Ini yang kemudian diidentifikasi secara khusus oleh WCS ( Wildlife Conservation Society)dan Balai Taman Nasional Taka Bonerate sebagai sebuah permasalahan yang menghambat pengembangan konservasi wilayah ini.
Tak hanya itu, komunikasi dengan masyarakat melalui sejumlah program edukasi, penyuluhan, dan penyadaran juga penting dilakukan.
Seperti yang diterangkan Kepala Balai Taman Nasional Taka Bonerate Faat Rudhianto, berbagai gerakan edukasi ini salah satunya terangkum dalam kegiatan kemah konservasi 2021 yang juga merupakan rangkaian peringatan Hari Konservasi Alam Nasional 2021. Kegiatan ini diikuti masyarakat, terutama para anak muda, yang kelak menjadi pelopor konservasi.
“Output yang diharapkan dari kegiatan ini untuk menumbuh kembangkan kecintaan para anak muda yang nantinya menjadi generasi penerus pengelola Taman Nasional Taka Bonerate untuk turut serta dalam upaya penyelamatan lingkungan,” terang Faat Rudhianto kepada readtimes.id.
Pihaknya berharap para anak muda yang terlibat dalam kemah konservasi ini dapat memberikan pemahaman, minimal dalam lingkungan keluarga tentang pentingnya menjaga ekosistem laut dengan tidak melakukan hal-hal yang merusak seperti kegiatan destructive fishing.

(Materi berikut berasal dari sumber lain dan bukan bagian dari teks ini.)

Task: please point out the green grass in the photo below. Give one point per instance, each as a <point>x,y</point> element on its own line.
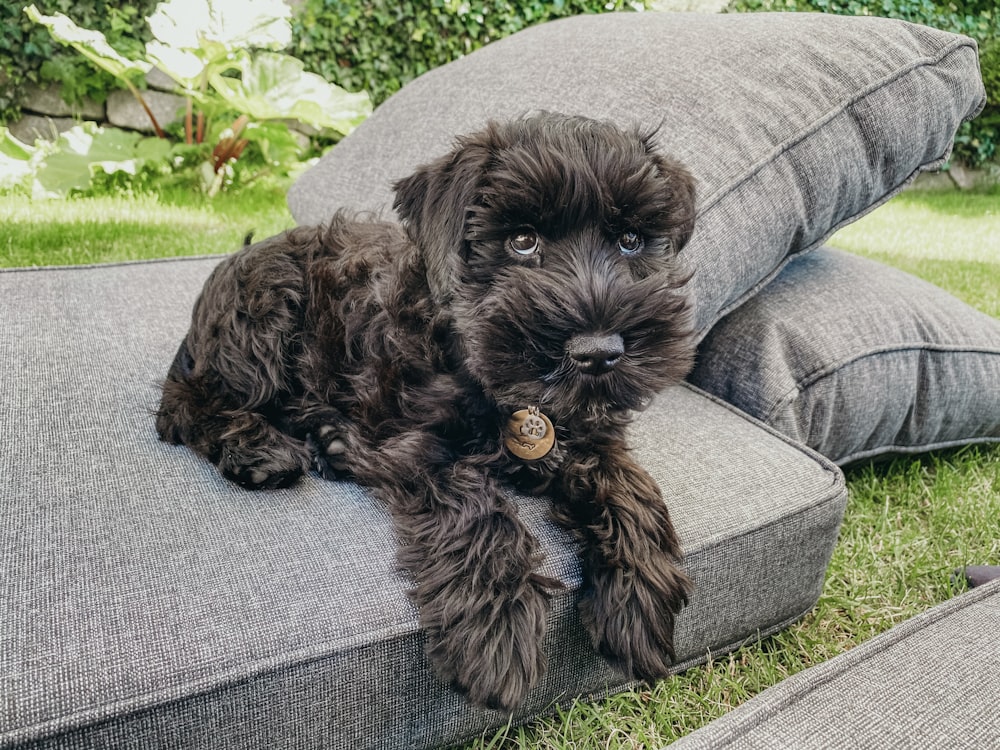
<point>99,230</point>
<point>909,523</point>
<point>951,239</point>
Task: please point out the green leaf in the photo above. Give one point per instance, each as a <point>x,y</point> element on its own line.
<point>86,148</point>
<point>17,161</point>
<point>90,44</point>
<point>186,24</point>
<point>14,149</point>
<point>274,86</point>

Nelayan Tarupa yang Perlahan Menggunakan Alat Tangkap Legal
Jam menunjukkan pukul 11:29 siang saat tim media trip readtimes.id meninggalkan pelabuhan Pattumbukang menuju Taka Bonerate. Dengan kondisi cuaca yang kurang bersahabat, waktu tempuh ke lokasi pertama pulau Tarupa yang masuk administrasi desa Tarupa ditempuh kurang lebih lima jam.
Desa Tarupa masuk dalam kawasan Taman Nasional Taka Bonerate. Desa tarupa berpenduduk kurang lebih 337 KK dengan aktivitas masyarakat mayoritas sebagai nelayan. Baik nelayan pancing, panah dan nelayan bagang.
Setibanya di Tarupa kami disambut Kepala Pos Pengawasan Taman Nasional wilayah I Tarupa, Agusriadi S.Hut yang telah bertugas selama 13 tahun di Taka Bonerate. Agusriadi atau yang biasa disapa dengan Pak Agus menyampaikan, agenda patroli dilakukan tiap 3-4 hari dalam seminggu.
Pada waktu yang bersamaan ia memberikan informasi bahwa patroli hari itu ia dan timnya tidak menemukan adanya pelanggaran alat tangkap yang tidak ramah lingkungan atau destructive fishing yang dilakukan nelayan. Adapun rute patroli adalah dari Taka Latondu, Latondu Besar dan Taka Rajuni yang berada dalam kawasan taman nasional.
Selain itu, ia juga menjelaskan terkait hal -hal yang dilakukan selama menjalankan patroli. Yakni dengan kunjungan ke setiap kapal nelayan dan meminta surat izin tangkap dan memastikan alat tangkap yang digunakan.
Baca Juga : Metode Smart Patrol di Tarupa
Adapun beberapa alat tangkap yang dilarang adalah alat tangkap yang tidak ramah lingkungan atau bahkan dapat membahayakan dirinya sendiri seperti bom dan kompresor.
Kendati demikian menurut Agusriadi, kurang dari satu tahun, intensitas penggunaan alat tangkap ilegal yang tidak ramah lingkungan atau dalam kawasan taman nasional sudah berkurang dan lebih banyak keluar dari area kawasan.
Hal ini dibenarkan oleh Haji Uddang (40) sebagai ‘local champion’ yakni sebutan bagi mereka yang berkontribusi menyelamat ekosistem dengan menjadi pioner untuk masyarakat sekitar untuk tidak lagi menggunakan alat tangkap ilegal.
“Saya juga pernah menggunakan alat tangkap yang ilegal seperti bom, bius dan alat bantu kompresor, tapi sekarang sudah beralih ke alat tangkap yang legal atau alat tangkap yang ramah lingkungan, ” terangnya.
Namun setelah sadar akan dampaknya yang kemudian dapat merusak lingkungan, pihaknya memutuskan untuk berhenti dan justru mengajak warga Tarupa beralih ke penggunaan alat tangkap legal, dan memberikan mereka fasilitas peralatan seperti kaca penyelam dan fins atau kaki katak.
” Sekarang sudah ada 47 anggota nelayan saya yang aktivitas menggunakan panah ikan. Yang dulunya juga menggunakan alat tangkap yang tidak ramah lingkungan,” pungkasnya.